Labour Representative in the Senate, Raymond Roberts has said that he is not surprised by comments made by Prime Minister Dr. Keith Mitchell on the disabled members of society standing against bills up for vote on referendum day.
In an address at a recent sitting of the Lower House of Representatives, the Prime Minister slammed those members of the Disabled Community who are advocating a vote “no” against bills he said that were aimed at assisting their own.
“All rights to education and other services you want to vote against that and you wanna make the government look bad. How could the government look bad? When you vote against all disabled people and even those who are disabled are telling people not to vote for it,” the Prime Minister is quoted as saying.
His comments were seen as an unwarranted attack on two prominent members of the disabled community – Sen. Roberts and Citizen John Rullow – who have been voicing objections to the Referendum.
Sen. Roberts has been calling on civil servants to vote against the Referendum Bills since it did not address the burning issue of pensions for civil servants while Rullow has been calling for the establishment of a Constituent Assembly of the People to facilitate Constitutional reform.
Speaking to reporters at a press conference at Camerhogne Park last Wednesday, Sen. Roberts said as he sat at home witnessing the sitting of the Lower House, he was anticipating such an outburst and “antics” from Prime Minister Mitchell.
However, he said what disturbed him most was “the fact that some of his colleagues seem to find great joy after in talking about disabled people”.…
“To me, he could’ve said “Break up Ray Roberts as far as I’m concerned”.
He could’ve said “Blind John Rullow” because I don’t know why you would want to go down that road”, Sen. Roberts told reporters.
The Labour Senator compared the behaviour of PM Mitchell as opposed to those members of the Constitution Reform Advisory Committee (CRAC) including Chairman Dr Francis Alexis QC and Ruggles Ferguson.
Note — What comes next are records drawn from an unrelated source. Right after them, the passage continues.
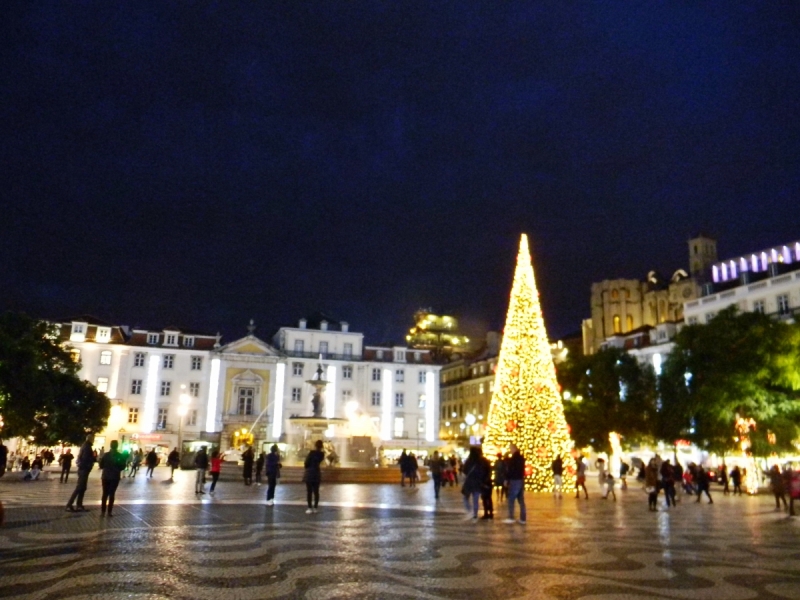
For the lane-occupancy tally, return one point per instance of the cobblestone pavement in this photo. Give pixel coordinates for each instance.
(381, 541)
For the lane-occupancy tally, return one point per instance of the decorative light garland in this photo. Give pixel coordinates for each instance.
(526, 406)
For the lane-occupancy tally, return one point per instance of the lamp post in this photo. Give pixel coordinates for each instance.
(183, 408)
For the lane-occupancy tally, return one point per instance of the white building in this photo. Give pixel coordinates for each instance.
(171, 384)
(767, 281)
(148, 375)
(389, 394)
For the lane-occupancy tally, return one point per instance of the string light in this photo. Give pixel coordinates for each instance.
(526, 407)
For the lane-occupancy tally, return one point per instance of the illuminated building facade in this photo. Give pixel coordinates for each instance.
(622, 306)
(766, 281)
(145, 373)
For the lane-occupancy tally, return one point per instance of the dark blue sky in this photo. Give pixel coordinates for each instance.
(200, 164)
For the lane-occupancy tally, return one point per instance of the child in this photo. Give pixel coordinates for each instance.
(610, 486)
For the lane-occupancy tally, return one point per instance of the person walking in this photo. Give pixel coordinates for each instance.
(136, 462)
(85, 462)
(778, 486)
(651, 484)
(3, 458)
(500, 470)
(558, 470)
(151, 460)
(413, 467)
(486, 488)
(65, 460)
(174, 461)
(200, 466)
(111, 465)
(402, 462)
(610, 481)
(260, 466)
(736, 480)
(723, 479)
(473, 480)
(248, 457)
(580, 479)
(516, 485)
(312, 476)
(273, 467)
(624, 469)
(702, 482)
(216, 467)
(436, 467)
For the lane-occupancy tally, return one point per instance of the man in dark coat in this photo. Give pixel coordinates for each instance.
(85, 462)
(112, 464)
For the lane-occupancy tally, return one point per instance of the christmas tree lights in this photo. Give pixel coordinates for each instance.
(526, 404)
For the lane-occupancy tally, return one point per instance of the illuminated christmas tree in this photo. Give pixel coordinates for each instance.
(526, 404)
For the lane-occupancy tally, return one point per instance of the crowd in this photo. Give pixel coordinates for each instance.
(481, 480)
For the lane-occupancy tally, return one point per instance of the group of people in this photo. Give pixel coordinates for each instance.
(481, 478)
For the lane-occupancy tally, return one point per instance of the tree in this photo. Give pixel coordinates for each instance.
(739, 364)
(526, 406)
(608, 391)
(40, 393)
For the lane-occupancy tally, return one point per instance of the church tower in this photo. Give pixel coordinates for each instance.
(702, 254)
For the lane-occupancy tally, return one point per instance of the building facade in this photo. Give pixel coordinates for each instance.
(766, 281)
(176, 388)
(622, 306)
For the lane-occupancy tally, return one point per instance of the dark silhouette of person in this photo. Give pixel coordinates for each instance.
(112, 464)
(85, 462)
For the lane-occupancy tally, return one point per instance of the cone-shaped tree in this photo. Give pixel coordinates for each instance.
(526, 406)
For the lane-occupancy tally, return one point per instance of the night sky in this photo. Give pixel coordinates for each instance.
(201, 164)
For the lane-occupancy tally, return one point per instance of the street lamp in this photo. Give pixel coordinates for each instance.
(183, 408)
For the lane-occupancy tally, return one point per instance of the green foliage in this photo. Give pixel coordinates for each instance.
(609, 391)
(40, 393)
(739, 364)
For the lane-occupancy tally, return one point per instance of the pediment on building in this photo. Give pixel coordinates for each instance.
(247, 377)
(249, 345)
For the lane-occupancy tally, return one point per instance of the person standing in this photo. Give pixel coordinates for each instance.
(200, 466)
(723, 479)
(86, 460)
(668, 482)
(66, 464)
(436, 466)
(216, 467)
(174, 461)
(610, 481)
(736, 480)
(624, 468)
(558, 470)
(516, 485)
(580, 479)
(273, 468)
(651, 484)
(312, 476)
(500, 469)
(247, 469)
(701, 481)
(151, 460)
(778, 486)
(111, 465)
(402, 462)
(136, 462)
(260, 466)
(486, 488)
(473, 480)
(3, 458)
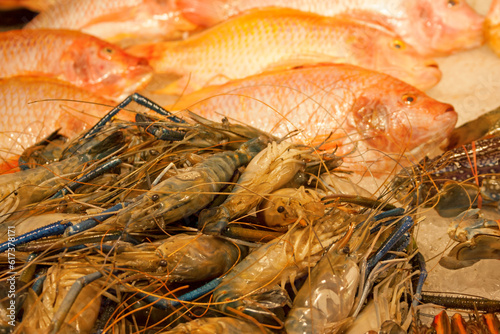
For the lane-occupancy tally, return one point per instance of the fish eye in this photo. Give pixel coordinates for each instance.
(398, 44)
(107, 52)
(409, 99)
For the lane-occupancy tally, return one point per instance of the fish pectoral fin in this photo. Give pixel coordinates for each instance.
(302, 60)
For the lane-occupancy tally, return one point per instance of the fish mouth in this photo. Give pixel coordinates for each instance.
(428, 75)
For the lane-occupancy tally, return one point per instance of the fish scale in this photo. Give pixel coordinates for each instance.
(233, 49)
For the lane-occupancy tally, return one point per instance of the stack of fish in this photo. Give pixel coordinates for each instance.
(295, 96)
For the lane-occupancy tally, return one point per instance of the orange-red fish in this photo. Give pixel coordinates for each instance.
(277, 38)
(25, 121)
(374, 117)
(114, 20)
(492, 27)
(433, 27)
(80, 59)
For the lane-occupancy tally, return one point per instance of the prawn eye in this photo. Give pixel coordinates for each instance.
(398, 44)
(107, 52)
(409, 99)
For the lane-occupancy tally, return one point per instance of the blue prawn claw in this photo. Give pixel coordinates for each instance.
(465, 254)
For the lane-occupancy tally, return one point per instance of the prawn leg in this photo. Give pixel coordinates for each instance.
(139, 99)
(156, 130)
(70, 298)
(401, 229)
(417, 297)
(89, 223)
(59, 228)
(87, 177)
(164, 304)
(56, 228)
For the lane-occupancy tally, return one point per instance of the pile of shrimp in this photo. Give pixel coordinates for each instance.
(197, 224)
(177, 224)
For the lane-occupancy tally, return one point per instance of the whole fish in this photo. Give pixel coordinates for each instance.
(80, 59)
(433, 27)
(115, 20)
(25, 121)
(234, 49)
(492, 27)
(379, 121)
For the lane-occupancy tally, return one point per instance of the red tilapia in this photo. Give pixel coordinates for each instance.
(273, 38)
(433, 27)
(492, 27)
(25, 121)
(114, 20)
(80, 59)
(377, 120)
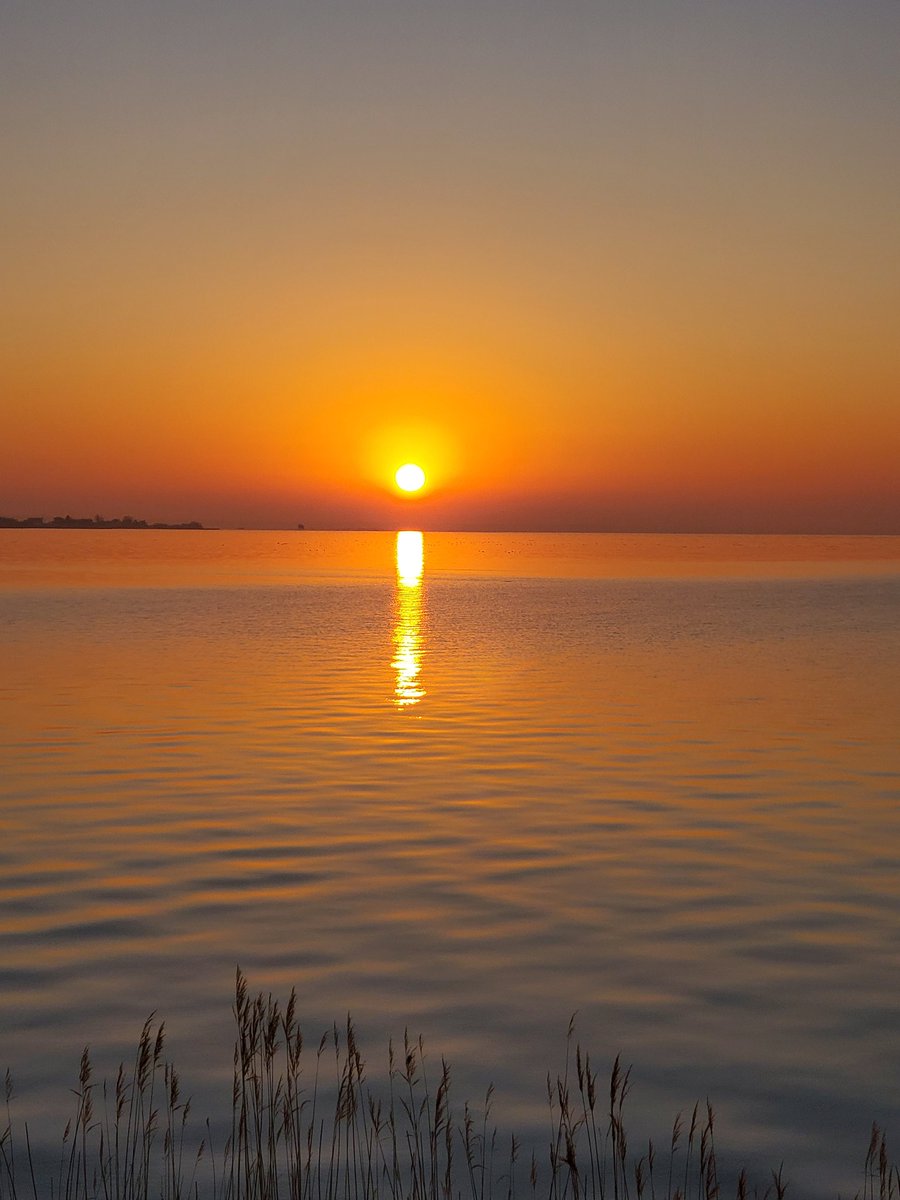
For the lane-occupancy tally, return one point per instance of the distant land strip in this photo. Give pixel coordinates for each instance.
(93, 523)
According to Sen. Roberts the committee members had problems with his stand against the referendum but never sought to make derogatory statements like the Grenadian leader.
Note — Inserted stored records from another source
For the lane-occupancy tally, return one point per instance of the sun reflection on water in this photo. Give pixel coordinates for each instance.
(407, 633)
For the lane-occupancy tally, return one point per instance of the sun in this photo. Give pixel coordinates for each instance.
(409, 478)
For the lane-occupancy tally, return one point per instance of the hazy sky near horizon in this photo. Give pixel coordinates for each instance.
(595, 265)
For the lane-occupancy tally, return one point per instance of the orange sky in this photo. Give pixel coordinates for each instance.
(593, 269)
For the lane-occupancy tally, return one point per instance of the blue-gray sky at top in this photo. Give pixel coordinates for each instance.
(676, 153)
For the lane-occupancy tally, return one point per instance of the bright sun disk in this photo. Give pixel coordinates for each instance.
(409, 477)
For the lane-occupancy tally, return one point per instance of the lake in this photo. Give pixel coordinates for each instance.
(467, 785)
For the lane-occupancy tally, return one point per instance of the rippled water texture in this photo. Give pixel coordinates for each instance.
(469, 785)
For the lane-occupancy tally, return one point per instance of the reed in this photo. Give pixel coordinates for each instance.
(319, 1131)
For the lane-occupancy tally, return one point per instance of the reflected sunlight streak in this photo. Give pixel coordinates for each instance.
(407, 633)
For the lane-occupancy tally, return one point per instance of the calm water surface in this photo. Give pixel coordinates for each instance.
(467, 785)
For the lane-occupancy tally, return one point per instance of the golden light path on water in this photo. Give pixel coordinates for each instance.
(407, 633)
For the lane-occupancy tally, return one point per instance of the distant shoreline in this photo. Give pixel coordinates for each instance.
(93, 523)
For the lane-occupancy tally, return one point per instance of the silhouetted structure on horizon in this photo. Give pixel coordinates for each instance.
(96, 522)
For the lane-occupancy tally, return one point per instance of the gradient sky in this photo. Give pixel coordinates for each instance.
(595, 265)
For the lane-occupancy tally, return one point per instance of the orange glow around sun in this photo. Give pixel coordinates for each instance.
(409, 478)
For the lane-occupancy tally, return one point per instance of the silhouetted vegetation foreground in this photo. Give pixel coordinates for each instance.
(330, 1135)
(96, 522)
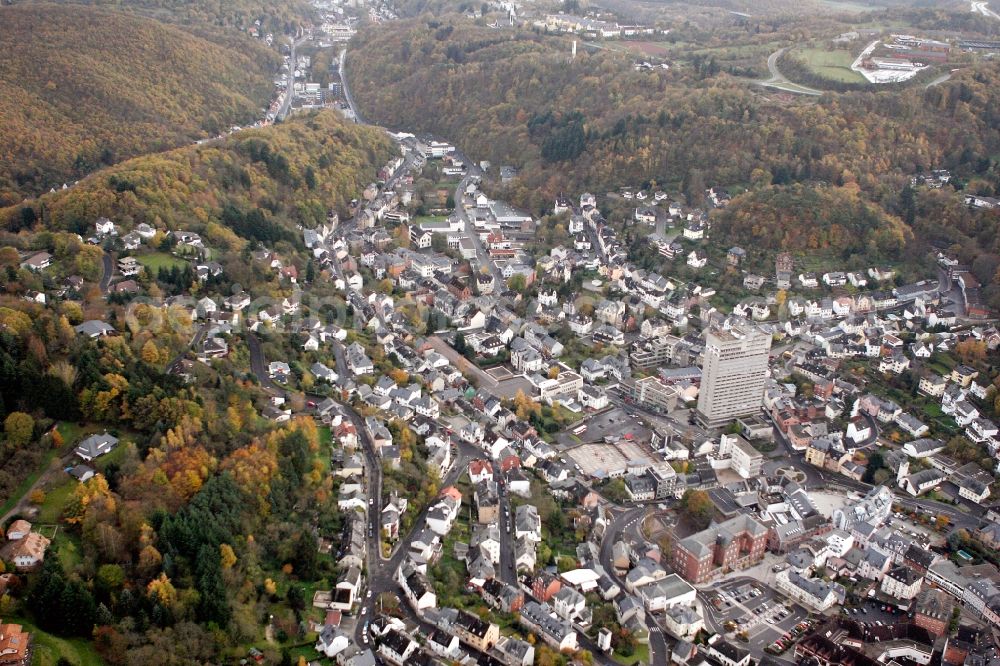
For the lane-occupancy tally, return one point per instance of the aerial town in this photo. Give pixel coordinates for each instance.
(380, 406)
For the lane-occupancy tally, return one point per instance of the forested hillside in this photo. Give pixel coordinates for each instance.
(81, 88)
(278, 17)
(259, 183)
(594, 123)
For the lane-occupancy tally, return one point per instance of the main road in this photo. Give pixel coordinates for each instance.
(780, 82)
(286, 106)
(623, 521)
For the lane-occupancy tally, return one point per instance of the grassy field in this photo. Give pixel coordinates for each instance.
(55, 501)
(640, 656)
(154, 262)
(49, 649)
(29, 481)
(834, 65)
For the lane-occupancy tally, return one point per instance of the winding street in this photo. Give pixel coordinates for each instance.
(623, 521)
(347, 90)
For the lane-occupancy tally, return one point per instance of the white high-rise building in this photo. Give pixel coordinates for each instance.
(733, 373)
“At no time in their discourse did I hear Dr. Alexis say a disabled man shouldn’t be doing that. No time have I heard my good friend Ruggles saying…you don’t know if anybody was whole…but here we have in the Parliament of Grenada, the Leader and the Parliament having fun and I was kinda disappointed that the Speaker…didn’t really draw the PM’s attention to it.
“…I am not hurt but I would think it’s a let down when leaders of that stature…he (Prime Minister Mitchell) has a huge vocabulary, he has a PHD. He is not an ordinary person, so to me that kind of behaviour does not speak well for a society in which we’re trying to integrate people of all classes…I think it was a mistake by the PM”.
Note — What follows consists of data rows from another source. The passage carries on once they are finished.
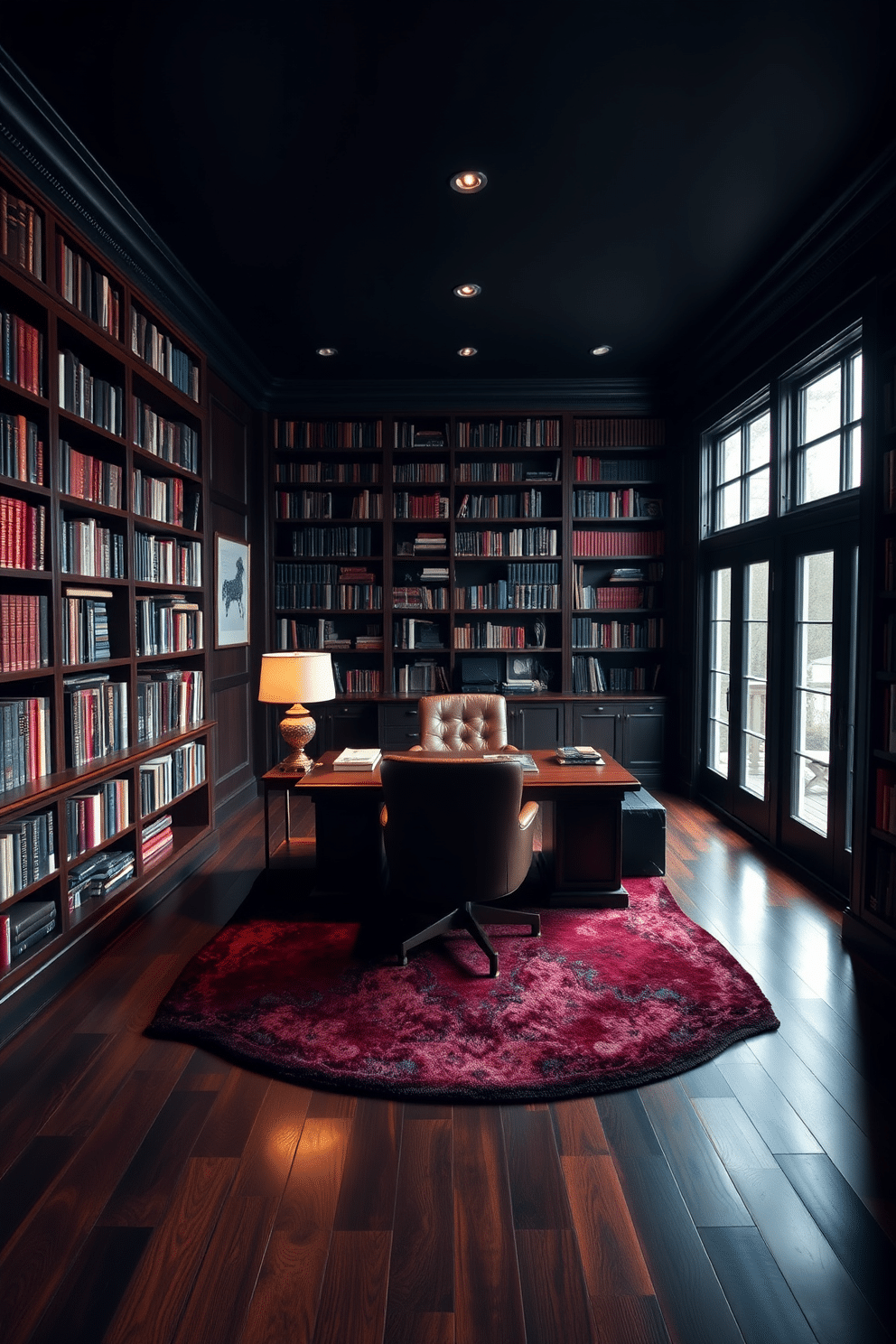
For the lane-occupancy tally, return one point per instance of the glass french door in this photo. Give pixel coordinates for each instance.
(819, 703)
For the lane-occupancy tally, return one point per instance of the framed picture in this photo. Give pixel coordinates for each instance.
(231, 592)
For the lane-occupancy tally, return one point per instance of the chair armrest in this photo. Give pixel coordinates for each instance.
(528, 815)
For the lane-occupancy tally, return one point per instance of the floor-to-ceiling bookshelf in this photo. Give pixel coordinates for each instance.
(104, 586)
(433, 553)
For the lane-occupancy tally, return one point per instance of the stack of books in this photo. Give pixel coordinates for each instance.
(26, 925)
(358, 758)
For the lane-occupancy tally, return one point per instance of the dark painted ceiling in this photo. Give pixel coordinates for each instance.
(647, 160)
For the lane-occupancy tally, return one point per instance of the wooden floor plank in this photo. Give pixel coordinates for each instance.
(488, 1302)
(700, 1175)
(152, 1305)
(763, 1305)
(827, 1297)
(286, 1299)
(555, 1302)
(422, 1265)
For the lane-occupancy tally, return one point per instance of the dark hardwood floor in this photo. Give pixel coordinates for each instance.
(149, 1191)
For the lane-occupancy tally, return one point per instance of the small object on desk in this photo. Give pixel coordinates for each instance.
(521, 757)
(579, 756)
(358, 758)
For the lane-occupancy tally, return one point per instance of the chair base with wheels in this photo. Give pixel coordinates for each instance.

Sen. Roberts re-iterated that in spite of the backlash from the Prime Minister, he will continue to rally the people against the referendum because there are other things that were left out that are equally important.
He cited the burning issue of those civil servants who joined the Government Service after 1983 being excluded from receiving a pension from the State.
“The public workers have in excess of 400 police, teachers, nurses, public officers who have retired, they entered the service and they are not getting what the constitution guarantees them, which is a pension after retirement.
“Dr Alexis is a pensioner, he is getting taxpayers pension too. Sir Lawrence Joseph is a pensioner. So you have two men who were Ministers of Labour, who are aware of that growing point…and yet you have persons going home poor. So to tell me that you putting an E in Petit Martinique and I must not draw attention to people who are suffering?.
“I am protesting to get a 60% support until we give priority to what is priority. Putting an E in Petit Martinique I don’t mind it, I will vote for the Carriacou thing, I don’t have a problem with it but at my age, I could eat that? I could eat outta wedlock or in wedlock? That is important? What is important has to be my daily bread and butter.
Persons who serve in the nation’s Parliament for two consecutive terms are entitled to a State pension.
President of the Commercial and Industrial Workers Union (CIWU), George Mason also voiced disappointment with the comments made in Parliament by the Prime Minister about the Disabled.
“I George Mason, has a disability, I have a speech impediment. When the Prime Minister said even the disabled are saying to vote no…that includes me and I take strong umbrage to that because the United Nations on the Rights of the Disabled said, you have the right to enjoy everything that the able-bodied person have”, he said.
“…This (comment) is an affront to our dignity and I strongly disagree with that and I think the Prime Minister if he does not apologise, he has lost the moral right to be Prime Minister of this country, he added.
The Office of the Prime Minister has indicated that persons are taking his comments totally out of context as it was not intended to make disparaging remarks against Disabled persons.